Аннотация: Просто было такое мгновение нежности и боли однажды, что родилась эта вещица.
Свеча на сквозняке
...Это случилось в одну из самых невероятных и непостижимых ночей, когда тёмно-синяя чаша неба опрокидывает на мир горячий и густой свет осенних снов. Оконный проём нависшей над дорогой громады "многоэтажки" рассказал историю, от которой мучительно щемит сердце. Может, это был чей-то сон, и видевший его никогда не сможет припомнить ни деталей, ни лиц, ни имён. А возможно, это были просто отзвуки прошлого, вернувшегося на несколько мгновений в тёплом золоте листопада.

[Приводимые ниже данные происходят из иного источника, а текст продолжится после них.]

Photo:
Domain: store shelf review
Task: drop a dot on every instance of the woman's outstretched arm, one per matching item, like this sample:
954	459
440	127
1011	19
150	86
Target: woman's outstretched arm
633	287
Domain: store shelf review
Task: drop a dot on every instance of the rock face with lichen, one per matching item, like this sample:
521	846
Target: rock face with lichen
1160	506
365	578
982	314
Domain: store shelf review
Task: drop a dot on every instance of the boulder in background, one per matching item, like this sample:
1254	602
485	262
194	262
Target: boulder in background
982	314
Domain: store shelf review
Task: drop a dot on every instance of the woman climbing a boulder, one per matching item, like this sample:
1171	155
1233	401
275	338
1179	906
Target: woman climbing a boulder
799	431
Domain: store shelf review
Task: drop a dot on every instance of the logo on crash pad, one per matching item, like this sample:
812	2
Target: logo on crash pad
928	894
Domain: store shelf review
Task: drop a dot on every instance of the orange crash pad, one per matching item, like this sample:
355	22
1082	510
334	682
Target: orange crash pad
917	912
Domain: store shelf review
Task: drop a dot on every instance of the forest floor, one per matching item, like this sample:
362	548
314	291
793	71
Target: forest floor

Прохладная ночь сменила сгустившиеся на западе сумерки; грустно летели в темноту лимонно-жёлтые монетки листьев, словно минуты, падавшие в вечность. Дождь признавался в любви засыпающей земле, лаская её влажными руками... На подоконнике одного из настежь распахнутых окон городской высотки сидела женщина, обхватив хрупкими руками колени. Лиловая синева вокруг красивых, но печальных глаз, загадочная улыбка, таившая в себе беспросветную усталость и тоску... Даже догоравший причудливый осенний пожар не мог оставить на этом бледном лице ни одного яркого блика. А рядом с ней, такой одинокой, страшной в своей таинственной и бессильной скорби, горела свеча, прорезая темноту дождливой и ветреной ночи каскадом горячих брызг.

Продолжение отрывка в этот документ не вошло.